Last week, many conservatives attacked President Obama's wise decision to stay relatively quiet on the Iranian unrest, therefore preventing the regime's attempts to blame "outsiders" for massive discontent over possibly fraudulent election results. Jonathan Chait noted that criticisms of Obama for being weak or timid didn't bother to engage the president's argument: More aggressive American involvement, given our history in the region, would hurt the reformers rather than help them.
I should have mentioned this at the time, but I think there are generally two reasons for conservative outrage over Obama's response: One is a general narcissism and nostalgia about American power; the other is simple politics.

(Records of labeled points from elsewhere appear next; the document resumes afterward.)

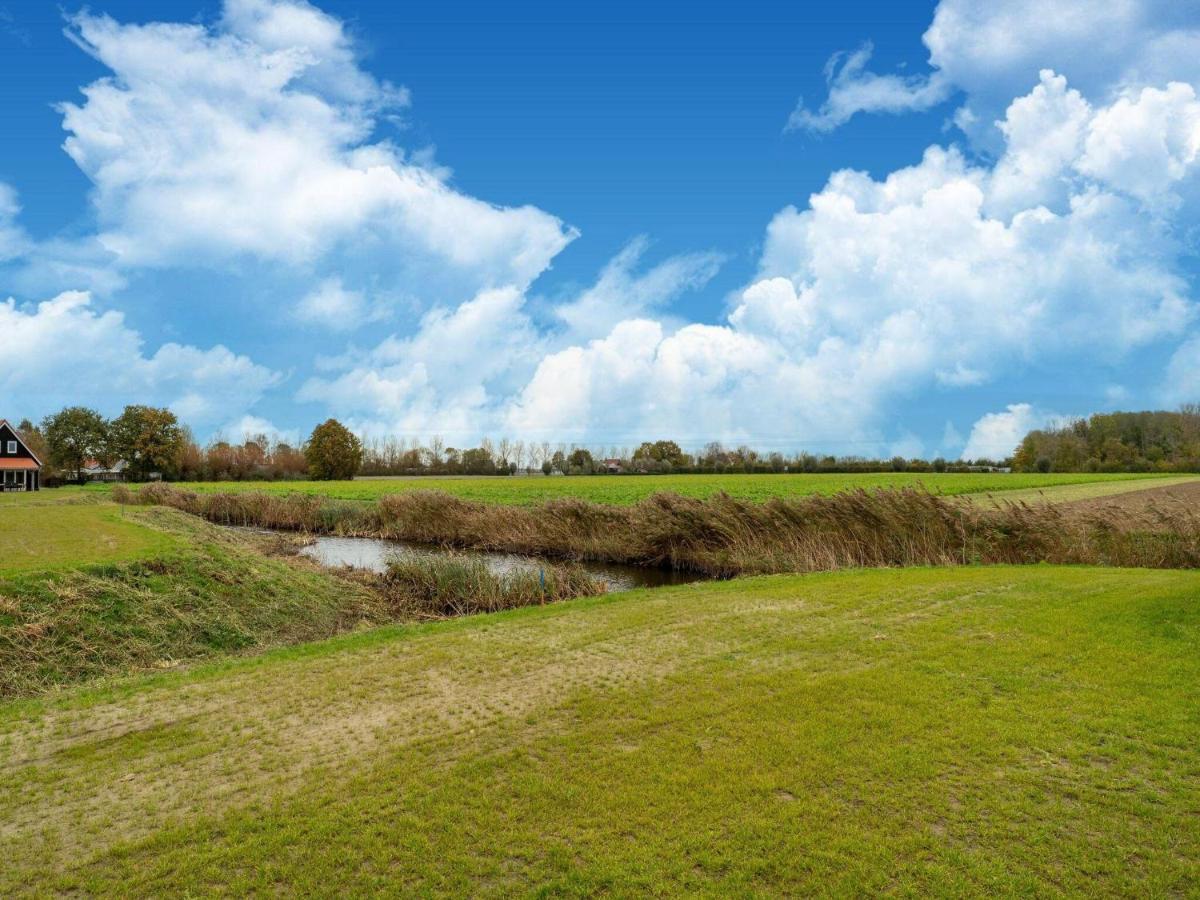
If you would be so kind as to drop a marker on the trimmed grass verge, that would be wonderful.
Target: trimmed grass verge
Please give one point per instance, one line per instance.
(973, 731)
(197, 591)
(42, 534)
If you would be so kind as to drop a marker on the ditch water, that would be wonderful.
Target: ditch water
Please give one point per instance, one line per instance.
(372, 553)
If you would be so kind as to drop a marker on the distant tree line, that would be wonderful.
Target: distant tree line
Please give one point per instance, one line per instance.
(394, 456)
(1116, 442)
(153, 443)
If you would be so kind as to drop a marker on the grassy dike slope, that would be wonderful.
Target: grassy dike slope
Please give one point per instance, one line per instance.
(91, 589)
(967, 731)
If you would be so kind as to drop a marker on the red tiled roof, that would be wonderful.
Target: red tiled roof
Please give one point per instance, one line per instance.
(11, 463)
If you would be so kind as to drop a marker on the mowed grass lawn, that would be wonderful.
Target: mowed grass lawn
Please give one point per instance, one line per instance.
(631, 489)
(49, 529)
(985, 731)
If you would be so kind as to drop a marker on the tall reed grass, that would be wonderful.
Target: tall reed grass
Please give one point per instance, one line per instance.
(436, 587)
(724, 537)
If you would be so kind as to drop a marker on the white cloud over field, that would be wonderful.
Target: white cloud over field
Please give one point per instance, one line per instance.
(255, 137)
(995, 436)
(1057, 232)
(63, 352)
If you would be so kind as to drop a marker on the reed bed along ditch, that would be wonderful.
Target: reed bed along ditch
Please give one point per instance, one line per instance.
(723, 535)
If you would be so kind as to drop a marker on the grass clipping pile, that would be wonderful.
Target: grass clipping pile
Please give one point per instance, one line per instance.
(725, 537)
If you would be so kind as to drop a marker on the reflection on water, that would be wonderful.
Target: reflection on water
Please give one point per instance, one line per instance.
(373, 555)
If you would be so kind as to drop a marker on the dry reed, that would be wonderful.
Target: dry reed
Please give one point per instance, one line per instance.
(723, 535)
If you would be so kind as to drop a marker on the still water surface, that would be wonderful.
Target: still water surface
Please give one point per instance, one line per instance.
(372, 553)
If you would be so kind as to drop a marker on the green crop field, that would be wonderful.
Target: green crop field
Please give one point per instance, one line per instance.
(1001, 731)
(631, 489)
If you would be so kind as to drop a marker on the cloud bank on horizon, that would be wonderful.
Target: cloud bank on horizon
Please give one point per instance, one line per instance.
(1054, 228)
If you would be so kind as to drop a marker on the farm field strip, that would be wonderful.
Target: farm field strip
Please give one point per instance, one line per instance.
(624, 490)
(928, 731)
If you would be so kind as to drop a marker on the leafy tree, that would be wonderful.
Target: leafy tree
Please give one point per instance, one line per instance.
(149, 439)
(478, 462)
(581, 460)
(334, 453)
(75, 436)
(34, 439)
(661, 451)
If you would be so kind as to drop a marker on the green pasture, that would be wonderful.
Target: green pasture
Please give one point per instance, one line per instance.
(1003, 731)
(631, 489)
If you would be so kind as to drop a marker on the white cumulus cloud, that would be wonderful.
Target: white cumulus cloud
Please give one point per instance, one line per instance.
(63, 352)
(996, 436)
(253, 137)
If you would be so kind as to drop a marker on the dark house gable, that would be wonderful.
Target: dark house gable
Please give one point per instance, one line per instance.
(19, 467)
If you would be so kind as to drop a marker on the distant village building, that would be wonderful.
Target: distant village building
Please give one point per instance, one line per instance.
(94, 471)
(19, 467)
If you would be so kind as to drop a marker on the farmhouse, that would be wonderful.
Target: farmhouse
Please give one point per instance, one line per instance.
(96, 471)
(19, 467)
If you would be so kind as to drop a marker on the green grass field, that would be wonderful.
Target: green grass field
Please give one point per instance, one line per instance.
(631, 489)
(36, 532)
(973, 731)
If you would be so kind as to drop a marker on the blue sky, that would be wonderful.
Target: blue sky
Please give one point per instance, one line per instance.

Some of the conservatives attacking Obama have been betting that the regime would come through the protests intact all along, and having criticized Obama for failing to be more belligerent, they can now say he "missed" an opportunity to destroy Iranian theocracy entirely. They didn't engage Obama's argument against interfering because they didn't care whether he did or not; they just wanted to be able to criticize him after the fact for failing to bring down the mullahs.
Via Andrew Sullivan, we have Melanie Phillips making this exact argument:
What a disgrace that this man is leader of the free world; and at such a point in history. If he had put America stoutly behind the protesters and championed them against the regime, by now they might have toppled it.
This is the Three Little Pigs theory of Iran: All Obama had to do was huff and puff, and he would have blown the entire Iranian regime down. It's pure fantasy. Islamic theocracy in Iran may have been fatally injured by the reform movement, which exposes democracy in Iran as a myth. Only time will tell. But nothing we could have done in the past two weeks would have ended the regime.